Ionic liquid applications (ILs), unique salts that remain liquid at low temperatures, have garnered significant attention due to their exceptional properties, including negligible vapor pressure, high thermal stability, and remarkable solvation capabilities. These characteristics have paved the way for a multitude of innovative applications across various industries.
Advancements in Energy Storage and Conversion
Recent developments have highlighted the potential of ILs in enhancing energy storage systems. For instance, the ionic liquid N2222 BF4 has emerged as a promising conducting salt for supercapacitors. When utilized as an electrolyte in acetonitrile solutions, it offers a broad operational window and excellent solubility, enabling energy densities up to 102 Wh/kg.
Carbon Capture and Utilization
In the realm of environmental sustainability, ILs have demonstrated efficacy in carbon capture and conversion technologies. The hydrophobic, low-viscosity ionic liquid N1123 BTA has been developed for the capture and in situ reduction of CO₂ to methanol and formate, presenting a viable pathway for greenhouse gas mitigation.
Ionic liquid Applications in Biomedical
The biomedical field has also benefited from IL innovations. Cholinium hexanoate, an environmentally benign surface-active ionic liquid, has been employed for cell lysis, biopolymer extraction, and drug delivery, underscoring its versatility in medical and biotechnological applications.
Catalysis and Fuel Cells
Ionic liquid applications ( ILs ) have made significant strides in catalysis and fuel cell technologies. The strongly Brønsted acidic protic ionic liquid MIM ABS OTf has been utilized as a membrane additive for proton exchange membrane (PEM) fuel cells. Nafion membranes impregnated with this IL have achieved current densities up to 217 mA/cm² under anhydrous conditions at 25 °C, indicating its potential to enhance fuel cell performance.

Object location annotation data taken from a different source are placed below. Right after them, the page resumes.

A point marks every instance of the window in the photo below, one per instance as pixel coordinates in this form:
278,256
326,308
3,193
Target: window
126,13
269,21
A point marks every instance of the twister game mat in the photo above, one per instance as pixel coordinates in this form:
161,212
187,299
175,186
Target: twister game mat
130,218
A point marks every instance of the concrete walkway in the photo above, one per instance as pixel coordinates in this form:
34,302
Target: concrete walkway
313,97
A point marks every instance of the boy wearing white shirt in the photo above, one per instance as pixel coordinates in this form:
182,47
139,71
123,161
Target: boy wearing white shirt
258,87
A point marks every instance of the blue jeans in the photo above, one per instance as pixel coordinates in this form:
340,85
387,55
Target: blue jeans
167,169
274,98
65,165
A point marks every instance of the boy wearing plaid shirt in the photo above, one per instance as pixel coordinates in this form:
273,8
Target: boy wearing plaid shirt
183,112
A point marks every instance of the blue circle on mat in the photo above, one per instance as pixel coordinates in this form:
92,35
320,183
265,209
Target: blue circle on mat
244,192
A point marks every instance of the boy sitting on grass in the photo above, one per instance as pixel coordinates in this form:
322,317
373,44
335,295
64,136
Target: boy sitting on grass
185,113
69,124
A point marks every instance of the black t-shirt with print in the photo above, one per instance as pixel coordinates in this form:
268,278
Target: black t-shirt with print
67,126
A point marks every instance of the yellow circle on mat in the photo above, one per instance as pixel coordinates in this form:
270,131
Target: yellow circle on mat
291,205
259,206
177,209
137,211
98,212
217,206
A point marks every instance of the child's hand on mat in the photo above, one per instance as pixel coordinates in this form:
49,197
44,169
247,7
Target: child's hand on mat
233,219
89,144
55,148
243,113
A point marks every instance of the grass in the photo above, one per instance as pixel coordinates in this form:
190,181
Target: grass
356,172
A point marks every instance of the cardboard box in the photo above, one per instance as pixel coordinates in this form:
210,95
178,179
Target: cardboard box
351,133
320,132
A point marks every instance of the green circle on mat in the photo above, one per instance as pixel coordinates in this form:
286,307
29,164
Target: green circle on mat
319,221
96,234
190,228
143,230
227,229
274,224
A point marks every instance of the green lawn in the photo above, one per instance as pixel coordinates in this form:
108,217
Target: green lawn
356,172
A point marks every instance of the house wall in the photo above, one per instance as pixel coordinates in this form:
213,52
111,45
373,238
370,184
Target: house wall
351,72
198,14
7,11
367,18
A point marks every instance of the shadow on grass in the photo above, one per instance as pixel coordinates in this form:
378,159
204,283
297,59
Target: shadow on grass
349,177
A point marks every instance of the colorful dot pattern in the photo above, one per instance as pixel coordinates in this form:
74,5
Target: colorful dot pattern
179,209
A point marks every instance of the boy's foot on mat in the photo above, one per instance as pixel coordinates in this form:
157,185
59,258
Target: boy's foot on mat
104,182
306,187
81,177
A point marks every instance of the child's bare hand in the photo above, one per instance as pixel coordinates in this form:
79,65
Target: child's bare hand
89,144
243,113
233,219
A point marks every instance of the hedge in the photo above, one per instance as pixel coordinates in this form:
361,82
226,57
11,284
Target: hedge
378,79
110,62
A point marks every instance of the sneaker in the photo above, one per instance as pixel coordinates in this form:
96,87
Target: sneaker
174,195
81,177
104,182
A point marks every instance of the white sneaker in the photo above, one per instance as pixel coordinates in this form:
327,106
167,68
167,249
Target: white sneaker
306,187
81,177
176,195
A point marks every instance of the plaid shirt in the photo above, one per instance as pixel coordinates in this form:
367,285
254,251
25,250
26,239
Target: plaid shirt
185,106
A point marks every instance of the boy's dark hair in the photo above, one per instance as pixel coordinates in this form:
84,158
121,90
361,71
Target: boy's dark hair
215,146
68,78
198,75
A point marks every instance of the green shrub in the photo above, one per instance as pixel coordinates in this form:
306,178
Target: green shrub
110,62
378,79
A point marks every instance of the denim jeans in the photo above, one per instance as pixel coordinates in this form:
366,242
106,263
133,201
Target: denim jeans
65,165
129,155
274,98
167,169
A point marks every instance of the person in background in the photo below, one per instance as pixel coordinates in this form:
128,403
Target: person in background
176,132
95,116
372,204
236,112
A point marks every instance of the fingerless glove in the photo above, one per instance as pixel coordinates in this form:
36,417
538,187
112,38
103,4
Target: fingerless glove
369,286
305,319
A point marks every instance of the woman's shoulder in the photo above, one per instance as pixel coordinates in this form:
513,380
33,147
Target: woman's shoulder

Supercapacitors with Non-Carbon Electrodes
The development of Ionic liquid applications (ILs) such as N222 BTA has opened new avenues for supercapacitors employing non-carbon electrodes. Micro-supercapacitors utilizing this IL have demonstrated impressive capacity retention over approximately one million cycles at voltages up to 4V, highlighting their durability and efficiency.
These advancements underscore the transformative potential of ionic liquids across diverse sectors, from energy and environment to biomedicine and catalysis. As research continues, the scope of IL applications is poised to expand, driving further innovation and technological progress.